As for your suggested $@x[2..]
syntax, well that is already syntactically ok, but it does something else:
⬥ var x = [abcd ABCD]
⬥ put $@x[2..]
⮕ cd
⮕ CD
This is consistent with syntax involving braced expressions:
⬥ put {abcd ABCD}[2..]
⮕ cd
⮕ CD
and so it seems wrong to change the semantics.
I agree that it would be nice to have syntax for taking a slice from a list and then explode it. As of now, you must write (all $x[2...])
to get what you want. The difficult thing is to come up with a good syntax that fits well with other syntax of the language. If we make up new syntax for everything that we might like to be able to do, we could end up in perl hell. 😉
Yes, shifting is what I mean. Idea is inspired by Python:
In [1]: x = [10, 20 ,30, 40]
In [2]: del x[2]
In [3]: x
Out[3]: [10, 20, 40]
I was not aware of the syntax issue that you mentioned. Trick with all
does the job and allows for writing this inline.
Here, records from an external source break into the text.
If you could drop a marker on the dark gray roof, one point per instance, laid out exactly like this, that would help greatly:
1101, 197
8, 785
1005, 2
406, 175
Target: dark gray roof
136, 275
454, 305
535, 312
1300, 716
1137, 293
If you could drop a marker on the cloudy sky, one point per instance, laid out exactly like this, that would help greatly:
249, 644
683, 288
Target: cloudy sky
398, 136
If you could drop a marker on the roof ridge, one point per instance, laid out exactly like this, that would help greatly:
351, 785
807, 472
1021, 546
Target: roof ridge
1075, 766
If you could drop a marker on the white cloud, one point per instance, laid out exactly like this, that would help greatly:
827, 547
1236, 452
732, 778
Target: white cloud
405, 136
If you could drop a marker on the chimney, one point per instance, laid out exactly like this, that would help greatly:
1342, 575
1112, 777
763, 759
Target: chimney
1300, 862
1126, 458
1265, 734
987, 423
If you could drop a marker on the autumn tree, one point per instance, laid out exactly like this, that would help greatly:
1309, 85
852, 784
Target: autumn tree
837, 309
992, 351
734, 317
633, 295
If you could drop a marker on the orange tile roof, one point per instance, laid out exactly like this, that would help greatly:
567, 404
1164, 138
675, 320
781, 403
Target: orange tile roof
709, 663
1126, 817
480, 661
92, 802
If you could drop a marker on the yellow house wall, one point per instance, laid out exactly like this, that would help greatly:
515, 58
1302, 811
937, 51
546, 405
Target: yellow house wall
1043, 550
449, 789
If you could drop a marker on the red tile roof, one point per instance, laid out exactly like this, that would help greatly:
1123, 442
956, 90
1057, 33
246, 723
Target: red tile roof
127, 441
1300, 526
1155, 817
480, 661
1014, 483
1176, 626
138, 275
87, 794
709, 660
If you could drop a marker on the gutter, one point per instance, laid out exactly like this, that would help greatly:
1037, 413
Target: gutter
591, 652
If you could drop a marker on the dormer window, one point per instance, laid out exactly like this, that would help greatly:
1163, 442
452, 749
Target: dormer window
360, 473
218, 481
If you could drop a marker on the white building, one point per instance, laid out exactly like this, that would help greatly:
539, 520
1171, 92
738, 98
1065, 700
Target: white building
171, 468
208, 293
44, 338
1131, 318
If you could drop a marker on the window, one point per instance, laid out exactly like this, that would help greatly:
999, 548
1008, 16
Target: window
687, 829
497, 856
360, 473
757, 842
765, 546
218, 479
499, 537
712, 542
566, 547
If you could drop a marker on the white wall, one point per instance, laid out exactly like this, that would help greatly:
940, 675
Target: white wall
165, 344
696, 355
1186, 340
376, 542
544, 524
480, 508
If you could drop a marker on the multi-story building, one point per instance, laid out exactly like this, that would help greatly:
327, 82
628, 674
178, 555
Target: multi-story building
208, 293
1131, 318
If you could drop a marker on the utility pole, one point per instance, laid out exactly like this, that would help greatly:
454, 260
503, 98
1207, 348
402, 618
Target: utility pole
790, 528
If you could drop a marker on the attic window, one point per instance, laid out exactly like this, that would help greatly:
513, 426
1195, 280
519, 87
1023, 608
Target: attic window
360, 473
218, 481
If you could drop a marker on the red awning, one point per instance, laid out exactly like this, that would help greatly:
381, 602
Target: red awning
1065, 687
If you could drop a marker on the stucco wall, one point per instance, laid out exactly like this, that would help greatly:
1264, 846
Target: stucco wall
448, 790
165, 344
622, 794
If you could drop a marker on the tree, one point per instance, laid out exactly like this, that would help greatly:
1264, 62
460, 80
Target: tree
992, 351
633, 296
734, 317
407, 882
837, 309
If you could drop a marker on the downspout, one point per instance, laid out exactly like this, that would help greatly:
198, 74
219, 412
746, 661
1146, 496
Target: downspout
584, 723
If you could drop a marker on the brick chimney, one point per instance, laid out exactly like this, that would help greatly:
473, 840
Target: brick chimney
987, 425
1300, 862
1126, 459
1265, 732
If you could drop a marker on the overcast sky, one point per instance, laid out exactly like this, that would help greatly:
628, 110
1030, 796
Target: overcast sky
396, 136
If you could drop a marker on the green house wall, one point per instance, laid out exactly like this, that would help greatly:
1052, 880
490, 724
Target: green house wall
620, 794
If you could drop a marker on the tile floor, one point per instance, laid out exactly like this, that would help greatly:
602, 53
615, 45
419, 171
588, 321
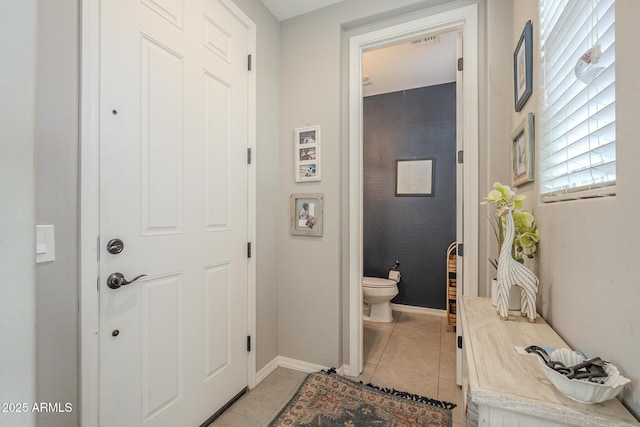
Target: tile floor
415, 353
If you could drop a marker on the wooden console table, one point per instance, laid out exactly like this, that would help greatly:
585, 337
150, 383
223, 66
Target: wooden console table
510, 389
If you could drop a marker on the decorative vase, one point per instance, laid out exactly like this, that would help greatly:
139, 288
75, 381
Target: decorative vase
511, 273
515, 295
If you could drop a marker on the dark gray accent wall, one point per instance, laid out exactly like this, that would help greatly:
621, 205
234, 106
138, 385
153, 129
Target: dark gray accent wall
414, 230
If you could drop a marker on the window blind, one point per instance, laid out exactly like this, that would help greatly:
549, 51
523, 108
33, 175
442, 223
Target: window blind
578, 120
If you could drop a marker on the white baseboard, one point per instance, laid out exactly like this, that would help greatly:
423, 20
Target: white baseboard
418, 310
299, 365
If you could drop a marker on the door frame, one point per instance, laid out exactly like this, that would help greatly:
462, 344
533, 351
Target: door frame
89, 222
465, 20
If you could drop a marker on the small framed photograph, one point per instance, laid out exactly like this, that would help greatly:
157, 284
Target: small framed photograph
414, 177
523, 67
307, 154
306, 214
522, 152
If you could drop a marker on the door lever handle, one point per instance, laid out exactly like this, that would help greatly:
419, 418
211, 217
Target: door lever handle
116, 280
Thanks for the lesson. Let's don't change anything in this context.
I feel deleting elements from a list and shifting all remaining elements isn't "primitive" enough an operation to warrant support from del
. Apart from Python, a lot of languages don't have this in their standard library, so I'll leave it out for now unless a compelling reason arises later.
Testing whether a list contains an element is supported by has-value.